Declining invitations during a raging pandemic should be a no-brainer, but there’s still a polite way to go about it. Here’s how.
An unexpected challenge of the pandemic has been the urge of wanting to take care of our health while still being polite to our friends. Now that restrictions have been loosening up, people in different states are hosting parties, weddings and all sorts of gatherings. Still, the pandemic is not doing great in the U.S. and experts have warned against these kinds of behaviors.
While there is no right way of following social etiquette guidelines during COVID, it’s important to be mindful of others and to ensure that you feel safe at all times. At some point, you may have to say “no” to an invitation, and you’ll have to figure out a way of not hurting someone you care about in the process.
The Huffington Post spoke with some etiquette experts on the matter. Here are some of their best bits of advice:
If you get an invite to a social event and are asking yourself if it’s safe to go, the best thing you can do is to make an informed decision. “You have a right to ask the host if they will be implementing social distancing measures before accepting an invitation,” said etiquette expert Diane Gottsman. Once you have all the necessary information, like the amount of guests, whether there will be social distancing, etc., give yourself a day or two to mull it over and come to a decision.
Share your decision as soon as you can, that way you can give the other person plenty of time to invite someone else or change their plans. Be honest with them, explaining your circumstances and why you think it’s best to avoid this gathering due to health concerns over the pandemic. Keep it neat and simple, avoiding openings for further discussion.
The most important thing to do here is to avoid entering a back and forth exchange with the person who’s inviting you.

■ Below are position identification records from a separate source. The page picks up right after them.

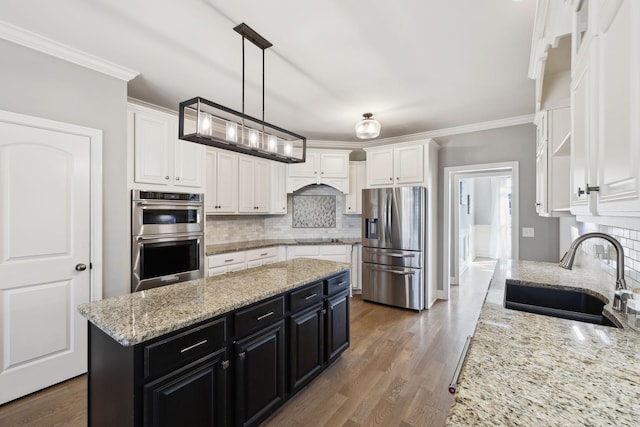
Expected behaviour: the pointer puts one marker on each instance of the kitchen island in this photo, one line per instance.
(223, 350)
(530, 369)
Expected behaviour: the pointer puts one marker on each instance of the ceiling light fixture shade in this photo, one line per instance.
(367, 128)
(205, 122)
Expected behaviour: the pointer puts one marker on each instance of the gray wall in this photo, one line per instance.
(514, 143)
(39, 85)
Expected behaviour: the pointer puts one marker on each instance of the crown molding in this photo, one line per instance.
(456, 130)
(45, 45)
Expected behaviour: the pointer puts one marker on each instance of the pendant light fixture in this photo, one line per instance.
(208, 123)
(367, 128)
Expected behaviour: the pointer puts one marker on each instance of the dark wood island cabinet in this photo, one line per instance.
(233, 368)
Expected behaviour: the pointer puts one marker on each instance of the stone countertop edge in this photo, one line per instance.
(134, 318)
(223, 248)
(531, 369)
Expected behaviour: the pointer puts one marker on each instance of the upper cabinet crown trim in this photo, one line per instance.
(45, 45)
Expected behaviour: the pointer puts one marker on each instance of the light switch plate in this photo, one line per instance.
(528, 232)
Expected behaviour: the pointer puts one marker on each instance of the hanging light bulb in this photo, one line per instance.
(367, 128)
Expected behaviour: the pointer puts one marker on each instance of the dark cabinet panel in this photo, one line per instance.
(306, 346)
(259, 375)
(193, 396)
(337, 325)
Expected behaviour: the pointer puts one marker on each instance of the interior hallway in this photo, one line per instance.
(395, 373)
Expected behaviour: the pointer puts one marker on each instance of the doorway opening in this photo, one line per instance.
(480, 217)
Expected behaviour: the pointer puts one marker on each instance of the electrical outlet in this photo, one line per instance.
(528, 232)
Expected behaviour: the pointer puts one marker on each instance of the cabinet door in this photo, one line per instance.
(261, 185)
(409, 165)
(189, 397)
(380, 168)
(259, 374)
(583, 128)
(541, 179)
(153, 148)
(278, 188)
(618, 154)
(334, 165)
(337, 325)
(188, 163)
(306, 346)
(226, 182)
(308, 169)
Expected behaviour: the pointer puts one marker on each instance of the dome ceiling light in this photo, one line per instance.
(367, 128)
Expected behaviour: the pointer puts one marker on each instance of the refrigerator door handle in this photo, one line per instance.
(389, 221)
(387, 270)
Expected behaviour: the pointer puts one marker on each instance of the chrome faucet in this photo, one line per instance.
(620, 297)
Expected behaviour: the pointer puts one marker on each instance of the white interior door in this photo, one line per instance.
(45, 220)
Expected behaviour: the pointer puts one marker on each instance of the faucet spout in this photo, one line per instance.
(569, 256)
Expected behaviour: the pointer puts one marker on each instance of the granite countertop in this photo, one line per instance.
(530, 369)
(224, 248)
(140, 316)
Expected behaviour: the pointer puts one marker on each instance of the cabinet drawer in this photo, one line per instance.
(255, 254)
(333, 250)
(303, 297)
(171, 353)
(258, 316)
(337, 283)
(226, 259)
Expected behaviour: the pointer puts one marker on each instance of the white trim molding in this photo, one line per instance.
(67, 53)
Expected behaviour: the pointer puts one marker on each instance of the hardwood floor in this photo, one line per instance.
(395, 373)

There’s no need to go on a tangent about what’s right and wrong in COVID times. Everyone is trying their best in coping with an unprecedented situation.
Send a gift and be understanding
If you’re declining an invitation to an important event where a registry is involved, send a gift, just as you would if you were missing out on the party for any other reason. If you feel that your friend or family member has a different ideology than you and yet you still care about having them involved in your life, send them a note or a present that lets them know you’re thinking about them and wish them the best.